La régulation sectorielle se caractérise, par ailleurs, par la nécessité d’une intervention

ex ante afin de permettre aux nouveaux opérateurs d’accéder au marché. L’intervention ex post qui caractérise l’action des autorités générales de la concurrence, par exemple pour

traiter des litiges liés à l’accès au réseau, est alors insuffisante (Lasserre, 1996). Les autorités générales de la concurrence, dont la mission principale est de surveiller les marchés dont le mode de fonctionnement est déjà concurrentiel15, ne peuvent pas, dans leur fonctionnement actuel, empêcher efficacement une entreprise, naguère monopolistique, et détenant donc un monopole de fait, d’avoir des pratiques de nature à entraver l’émergence d’offres concurrentielles et donc assurer seules les missions de régulation (Jenny, 1997 ; OCDE, 1999-b). La problématique de la répartition des compétences entre les autorités de régulation sectorielles et les autorités générales de la concurrence reste cependant essentielle, et ce d’autant plus que la concurrence est amenée à se développer dans le secteur. Cette question ne relève cependant pas de notre étude, dans la mesure où l’intervention des autorités de la concurrence ne correspond pas à des missions de régulation sectorielle à proprement parler mais à la mise en œuvre du droit général de la concurrence appliqué à un secteur16.

15 La seule intervention ex ante des autorités générales de la concurrence consiste à examiner les projets de fusion et acquisition.

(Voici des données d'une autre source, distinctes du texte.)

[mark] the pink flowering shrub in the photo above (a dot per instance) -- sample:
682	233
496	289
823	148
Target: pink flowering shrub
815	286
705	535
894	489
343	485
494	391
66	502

16 Pour une analyse des interactions entre autorités de régulation sectorielles et autorité générale de la concurrence, le lecteur pourra se référer à OCDE (1999-a et b) ou Perrot (2002).

Face à l’ensemble des problèmes soulevés par l’intervention gouvernementale, la régulation est apparue dans les paysages institutionnels nationaux avec le souci de légitimer les nouvelles formes d’intervention de l’État. Puisque le gouvernement ne pouvait s’engager de manière stable, prévisible et indépendante, une partie des missions de régulation doit être déléguée à des agences de régulation dans le but de mettre en œuvre efficacement les mesures de libéralisation du secteur. Ces agences doivent présenter des caractéristiques d’indépendance à la fois vis-à-vis des intérêts privés qu’elles régulent et vis-à-vis des pouvoirs publics. Cette indépendance par rapport au pouvoir politique est indispensable pour que ne resurgissent pas les problèmes liés à l’instabilité politique et aux conflits d’intérêt.

Cependant, la justification de la création de ces agences de régulation ne permet pas de déterminer précisément le contenu de leurs missions. Les directives européennes dressent un panorama complet de l’intervention publique nécessaire à la libéralisation du marché ; leur étude nous permettra d’identifier le domaine d’une intervention publique indépendante, aux yeux de la Commission européenne, destinée à promouvoir l’efficience économique dans le secteur. Ces missions relèvent de la régulation économique et doivent être assurées par des agences de régulation, par opposition à la régulation politique qui doit être assurée par des autorités ayant une certaine légitimité démocratique.

2 – Les enjeux économiques de la régulation

L’émergence d’un marché concurrentiel dans le secteur des télécommunications ne peut être réalisée sans un certain degré d’encadrement public. Nous cherchons à définir les domaines nécessitant une intervention publique destinée à promouvoir l’efficience économique afin de déterminer les missions devant appartenir aux agences de régulation.

Dans un premier temps, le processus de libéralisation doit notamment permettre aux nouveaux opérateurs privés d’accéder au marché et aux infrastructures de l’opérateur historique. Il s’agit de dessiner les contours du marché en attribuant les licences aux nouveaux opérateurs privés et de déterminer ensuite le coût de l’accès au réseau de

l’opérateur historique. Une fois les opérateurs alternatifs autorisés à fournir des services sur le marché des télécommunications, il faut veiller, dans un second temps, à ce que les comportements des opérateurs, notamment ceux de l’opérateur désigné comme puissant, permettent de développer une concurrence durable au bénéfice des consommateurs. Il s’agit notamment de réguler les tarifs de détail de l’opérateur historique et d’estimer les coûts du service universel afin de déterminer la répartition de son financement entre les opérateurs.